Wavelet Transforms with a Rational Dilation Factor
Ilker Bayram, Electrical and Computer Engineering Department Polytechnic Institute of NYU Brooklyn, New York (now with BIG)
Ilker Bayram, Electrical and Computer Engineering Department Polytechnic Institute of NYU Brooklyn, New York (now with BIG)
Seminar • 22 June 2009 • BM 1.111
AbstractThe dyadic wavelet transform is an effective tool for processing piecewise smooth signals; however, its poor frequency resolution (its low Q-factor) limits its effectiveness for processing oscillatory signals like speech, music, EEG, and vibration measurements, etc. In this talk, I will describe a more flexible family of discrete-time wavelet transforms (i.e. iterated filter banks) for which the frequency resolution can be varied.
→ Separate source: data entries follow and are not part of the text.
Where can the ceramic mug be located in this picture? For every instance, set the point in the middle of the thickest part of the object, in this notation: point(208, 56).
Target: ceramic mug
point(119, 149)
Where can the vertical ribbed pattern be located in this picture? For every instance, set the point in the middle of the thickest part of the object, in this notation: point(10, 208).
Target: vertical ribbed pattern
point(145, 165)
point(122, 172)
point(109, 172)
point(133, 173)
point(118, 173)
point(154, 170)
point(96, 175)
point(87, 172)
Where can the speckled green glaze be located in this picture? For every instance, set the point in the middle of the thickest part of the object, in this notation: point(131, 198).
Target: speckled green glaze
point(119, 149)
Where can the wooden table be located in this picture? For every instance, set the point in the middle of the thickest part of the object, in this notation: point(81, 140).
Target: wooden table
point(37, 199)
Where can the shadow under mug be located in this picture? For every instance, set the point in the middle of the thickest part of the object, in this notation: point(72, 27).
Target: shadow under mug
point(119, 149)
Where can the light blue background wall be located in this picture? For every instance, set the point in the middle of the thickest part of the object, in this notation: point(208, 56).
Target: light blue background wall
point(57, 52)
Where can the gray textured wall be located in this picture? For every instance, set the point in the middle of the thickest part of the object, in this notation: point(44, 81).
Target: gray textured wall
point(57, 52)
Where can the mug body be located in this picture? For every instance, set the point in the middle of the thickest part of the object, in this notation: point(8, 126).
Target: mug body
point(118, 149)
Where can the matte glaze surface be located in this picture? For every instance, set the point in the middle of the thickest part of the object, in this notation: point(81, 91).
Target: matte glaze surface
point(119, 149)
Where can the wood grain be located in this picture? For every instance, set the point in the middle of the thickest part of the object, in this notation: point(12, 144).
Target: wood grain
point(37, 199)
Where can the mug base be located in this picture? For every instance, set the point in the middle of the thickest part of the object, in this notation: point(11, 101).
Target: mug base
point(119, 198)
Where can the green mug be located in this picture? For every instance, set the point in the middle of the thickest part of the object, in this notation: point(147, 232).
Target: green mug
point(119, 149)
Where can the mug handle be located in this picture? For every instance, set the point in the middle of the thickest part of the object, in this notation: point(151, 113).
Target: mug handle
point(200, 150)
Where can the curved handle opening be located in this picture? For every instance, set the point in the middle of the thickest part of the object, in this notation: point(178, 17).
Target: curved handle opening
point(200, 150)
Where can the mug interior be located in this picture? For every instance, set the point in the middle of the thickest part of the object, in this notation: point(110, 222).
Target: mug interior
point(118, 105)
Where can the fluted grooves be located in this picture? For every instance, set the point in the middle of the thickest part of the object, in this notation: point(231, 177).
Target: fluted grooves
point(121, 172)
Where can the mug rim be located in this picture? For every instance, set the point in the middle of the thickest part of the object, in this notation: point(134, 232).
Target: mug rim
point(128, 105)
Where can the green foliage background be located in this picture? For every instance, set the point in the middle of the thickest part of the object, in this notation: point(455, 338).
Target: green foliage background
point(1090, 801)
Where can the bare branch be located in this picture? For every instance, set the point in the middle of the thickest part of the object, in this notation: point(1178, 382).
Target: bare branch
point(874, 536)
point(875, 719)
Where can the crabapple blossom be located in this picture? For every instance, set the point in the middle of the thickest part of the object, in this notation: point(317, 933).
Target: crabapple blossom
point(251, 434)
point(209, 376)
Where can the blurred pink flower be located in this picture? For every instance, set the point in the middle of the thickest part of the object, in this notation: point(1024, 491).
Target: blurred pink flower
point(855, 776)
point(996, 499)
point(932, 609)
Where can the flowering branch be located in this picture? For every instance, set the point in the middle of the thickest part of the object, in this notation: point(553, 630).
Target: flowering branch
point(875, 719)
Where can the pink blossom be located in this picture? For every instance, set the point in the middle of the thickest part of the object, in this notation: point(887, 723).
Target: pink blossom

The new wavelet transform can attain higher Q-factors (desirable for processing oscillatory signals) or the same low Q-factor of the dyadic wavelet transform. The new wavelet transform is modestly overcomplete and based on rational dilations. Like the dyadic wavelet transform, it is an easily invertible 'constant-Q' discrete transform implemented using iterated filter banks and can likewise be associated with a wavelet frame for L2(R). I will also briefly talk (as time permits) about the problems I have worked on in the past, involving (i) a 'packet' extension of the dual-tree complex wavelet transform, (ii) stability of (the frame bounds of) iterated filter banks and (iii) analysis prior (relevant for wavelet, TV, etc.) regularized inverse problems.